Figure 1 shows some representative images of RIPK1 immunostaining in the fresh CSCC tissue samples and normal cervical tissue samples. The immunostaining results showed that the expression of RIPK1 was negative in the normal cervical tissues and positive in the cytoplasm of the CSCC tissues. The immunostaining of the CSCC tissues was further categorized as yellow, yellow-brown, or dark-brown (Figure 1). The proportions of samples with low (yellow), moderate (yellow-brown), and high (dark-brown) immunostaining were 15%, 47%, and 38%, respectively. The differences were statistically significant (P<0.05).
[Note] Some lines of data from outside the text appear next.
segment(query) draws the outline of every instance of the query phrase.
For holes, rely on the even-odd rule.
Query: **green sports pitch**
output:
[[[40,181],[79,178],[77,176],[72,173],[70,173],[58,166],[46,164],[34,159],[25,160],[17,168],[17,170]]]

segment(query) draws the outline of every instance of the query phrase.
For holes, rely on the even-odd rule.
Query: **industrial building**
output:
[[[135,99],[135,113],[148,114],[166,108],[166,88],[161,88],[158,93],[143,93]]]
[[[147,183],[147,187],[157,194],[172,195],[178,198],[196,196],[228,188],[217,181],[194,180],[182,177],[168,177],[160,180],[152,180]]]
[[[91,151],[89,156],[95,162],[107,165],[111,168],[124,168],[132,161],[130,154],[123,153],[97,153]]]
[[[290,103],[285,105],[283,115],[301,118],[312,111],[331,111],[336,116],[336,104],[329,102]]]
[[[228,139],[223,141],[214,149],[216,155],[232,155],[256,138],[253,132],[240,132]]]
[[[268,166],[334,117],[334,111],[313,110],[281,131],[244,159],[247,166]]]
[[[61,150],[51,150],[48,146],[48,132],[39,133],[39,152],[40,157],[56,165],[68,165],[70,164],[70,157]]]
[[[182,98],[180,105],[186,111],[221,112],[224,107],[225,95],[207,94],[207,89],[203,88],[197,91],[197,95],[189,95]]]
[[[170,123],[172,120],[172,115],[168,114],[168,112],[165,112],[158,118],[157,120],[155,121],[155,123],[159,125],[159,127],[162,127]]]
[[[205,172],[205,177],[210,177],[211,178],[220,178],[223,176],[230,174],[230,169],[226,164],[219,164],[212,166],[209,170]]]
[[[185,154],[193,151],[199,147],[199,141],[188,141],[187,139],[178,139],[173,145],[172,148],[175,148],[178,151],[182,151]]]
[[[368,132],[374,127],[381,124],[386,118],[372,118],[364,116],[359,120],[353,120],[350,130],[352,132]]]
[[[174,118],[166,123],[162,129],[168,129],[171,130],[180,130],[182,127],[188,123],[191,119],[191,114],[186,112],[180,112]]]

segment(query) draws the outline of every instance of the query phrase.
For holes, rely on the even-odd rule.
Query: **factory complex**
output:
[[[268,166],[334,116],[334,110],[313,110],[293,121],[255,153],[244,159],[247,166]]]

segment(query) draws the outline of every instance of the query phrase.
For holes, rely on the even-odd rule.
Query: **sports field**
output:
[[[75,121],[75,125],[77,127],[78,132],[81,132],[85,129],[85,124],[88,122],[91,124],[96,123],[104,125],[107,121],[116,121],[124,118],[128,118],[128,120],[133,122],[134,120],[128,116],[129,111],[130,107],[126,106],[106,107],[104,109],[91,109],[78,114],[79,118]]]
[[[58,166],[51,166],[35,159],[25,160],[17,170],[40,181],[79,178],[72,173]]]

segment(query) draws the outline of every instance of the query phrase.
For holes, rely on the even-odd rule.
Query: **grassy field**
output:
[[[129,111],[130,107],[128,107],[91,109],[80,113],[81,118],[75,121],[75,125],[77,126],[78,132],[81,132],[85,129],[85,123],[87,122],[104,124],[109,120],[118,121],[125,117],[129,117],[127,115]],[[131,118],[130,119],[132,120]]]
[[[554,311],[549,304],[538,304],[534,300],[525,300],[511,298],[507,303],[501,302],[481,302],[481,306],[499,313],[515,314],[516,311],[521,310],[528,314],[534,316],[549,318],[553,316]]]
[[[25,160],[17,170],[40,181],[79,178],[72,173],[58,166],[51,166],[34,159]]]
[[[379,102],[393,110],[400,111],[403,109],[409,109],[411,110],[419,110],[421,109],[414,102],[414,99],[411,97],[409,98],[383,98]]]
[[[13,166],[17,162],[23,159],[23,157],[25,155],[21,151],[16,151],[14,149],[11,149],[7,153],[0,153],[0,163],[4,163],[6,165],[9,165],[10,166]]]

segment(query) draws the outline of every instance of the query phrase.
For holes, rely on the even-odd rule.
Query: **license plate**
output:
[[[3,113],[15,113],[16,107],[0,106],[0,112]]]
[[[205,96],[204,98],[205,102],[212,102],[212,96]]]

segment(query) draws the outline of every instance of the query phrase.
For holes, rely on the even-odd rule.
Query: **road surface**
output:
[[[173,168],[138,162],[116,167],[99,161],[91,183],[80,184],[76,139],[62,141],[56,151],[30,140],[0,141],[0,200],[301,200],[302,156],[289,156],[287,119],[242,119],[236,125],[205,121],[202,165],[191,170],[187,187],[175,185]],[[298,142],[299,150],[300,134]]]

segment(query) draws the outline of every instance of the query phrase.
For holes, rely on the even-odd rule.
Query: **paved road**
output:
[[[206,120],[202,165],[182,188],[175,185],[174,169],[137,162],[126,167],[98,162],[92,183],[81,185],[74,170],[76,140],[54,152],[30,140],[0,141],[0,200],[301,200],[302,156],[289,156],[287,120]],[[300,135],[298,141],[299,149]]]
Figure 1 RIPK1 is frequently overexpressed in CSCC patients. Representative images of RIPK1 IHC staining (A) A normal tissue sample; (B) low expression of RIPK1 in a CSCC sample; (C) moderate expression of RIPK1 in a CSCC sample; (D) high expression of RIPK1 in a CSCC sample; (E) detailed views. RIPK1, receptor interacting protein kinase 1; CSCC, cervical squamous cell carcinoma; IHC, immunohistochemistry.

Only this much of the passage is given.